Kevin P. Sullivan of Entertainment Weekly wrote, "So with the truth about Mr. Robot and Elliot's mental state out in the open, 'eps1.9_zer0-day.avi' was able to look forward to what's next, and as a preview of season 2, the hour suggests that the hack on Evil Corp was only the beginning." Matthew Giles of Vulture gave the episode a 4 star rating out of 5 and wrote, "Elliot's final scene in the season-one finale of Mr. Robot is the most logical conclusion to an episode largely focused on setting the stage for season two."

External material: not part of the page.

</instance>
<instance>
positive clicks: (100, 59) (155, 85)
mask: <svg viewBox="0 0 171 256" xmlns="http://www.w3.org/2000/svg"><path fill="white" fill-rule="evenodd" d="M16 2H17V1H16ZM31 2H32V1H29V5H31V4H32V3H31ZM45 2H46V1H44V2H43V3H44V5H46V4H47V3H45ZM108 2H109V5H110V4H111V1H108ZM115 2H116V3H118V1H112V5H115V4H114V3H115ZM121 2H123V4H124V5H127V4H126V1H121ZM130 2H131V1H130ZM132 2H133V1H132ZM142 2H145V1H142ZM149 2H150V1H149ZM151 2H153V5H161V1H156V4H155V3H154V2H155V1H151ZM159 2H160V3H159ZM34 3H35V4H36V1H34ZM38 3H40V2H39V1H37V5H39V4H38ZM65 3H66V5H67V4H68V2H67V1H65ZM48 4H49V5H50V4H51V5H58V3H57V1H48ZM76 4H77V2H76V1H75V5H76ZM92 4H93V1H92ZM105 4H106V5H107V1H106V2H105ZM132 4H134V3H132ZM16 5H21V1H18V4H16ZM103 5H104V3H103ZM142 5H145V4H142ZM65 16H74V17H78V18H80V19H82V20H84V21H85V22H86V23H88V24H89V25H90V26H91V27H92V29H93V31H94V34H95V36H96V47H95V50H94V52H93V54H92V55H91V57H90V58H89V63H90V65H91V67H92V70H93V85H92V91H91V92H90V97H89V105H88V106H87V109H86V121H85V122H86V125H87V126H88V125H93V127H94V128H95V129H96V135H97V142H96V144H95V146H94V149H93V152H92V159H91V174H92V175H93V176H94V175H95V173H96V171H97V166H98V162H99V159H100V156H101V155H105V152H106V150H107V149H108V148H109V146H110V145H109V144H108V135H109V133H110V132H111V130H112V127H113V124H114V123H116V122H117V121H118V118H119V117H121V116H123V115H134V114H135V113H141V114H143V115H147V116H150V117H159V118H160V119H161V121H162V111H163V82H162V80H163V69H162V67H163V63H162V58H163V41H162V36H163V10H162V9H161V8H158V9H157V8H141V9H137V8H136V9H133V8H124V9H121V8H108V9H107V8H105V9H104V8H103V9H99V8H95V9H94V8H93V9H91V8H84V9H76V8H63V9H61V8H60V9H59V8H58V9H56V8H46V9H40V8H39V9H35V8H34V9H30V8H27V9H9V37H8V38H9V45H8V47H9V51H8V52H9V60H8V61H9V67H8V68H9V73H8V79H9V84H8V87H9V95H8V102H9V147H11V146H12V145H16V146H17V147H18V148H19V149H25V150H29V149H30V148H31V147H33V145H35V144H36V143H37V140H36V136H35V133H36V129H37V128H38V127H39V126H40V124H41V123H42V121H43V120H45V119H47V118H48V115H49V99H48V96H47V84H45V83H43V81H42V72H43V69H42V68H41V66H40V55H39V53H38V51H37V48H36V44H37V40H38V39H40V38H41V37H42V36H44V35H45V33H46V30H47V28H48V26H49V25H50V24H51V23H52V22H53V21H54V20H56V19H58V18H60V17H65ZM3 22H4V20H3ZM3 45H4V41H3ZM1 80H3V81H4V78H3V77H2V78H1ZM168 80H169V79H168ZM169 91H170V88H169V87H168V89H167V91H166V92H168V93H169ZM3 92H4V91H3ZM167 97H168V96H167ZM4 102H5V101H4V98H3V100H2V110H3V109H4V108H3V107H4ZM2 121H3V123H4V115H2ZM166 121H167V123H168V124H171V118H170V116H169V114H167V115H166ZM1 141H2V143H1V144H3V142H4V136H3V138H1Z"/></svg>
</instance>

Frances Roberts of Den of Geek wrote, "Zero Day may not have given many decisive answers, but it did provide a satisfying sense that everything on this show is done for a reason. The finale revealed the deeper significance of past events that seemed throwaway at first, all of which points towards the sure and capable hand guiding Mr Robot, which is really all TV audiences ask for from mystery storytelling." Caralynn Lippo of TV Fanatic a 4.85 star rating out of 5 and wrote, "'Zero Day', the tenth episode and season finale, capped off an incredible freshman run for the summer hit Mr. Robot. The writers managed to pull off expected plot developments in interesting, unexpected ways, and leave the door open for a plethora of exciting possibilities for season two storylines."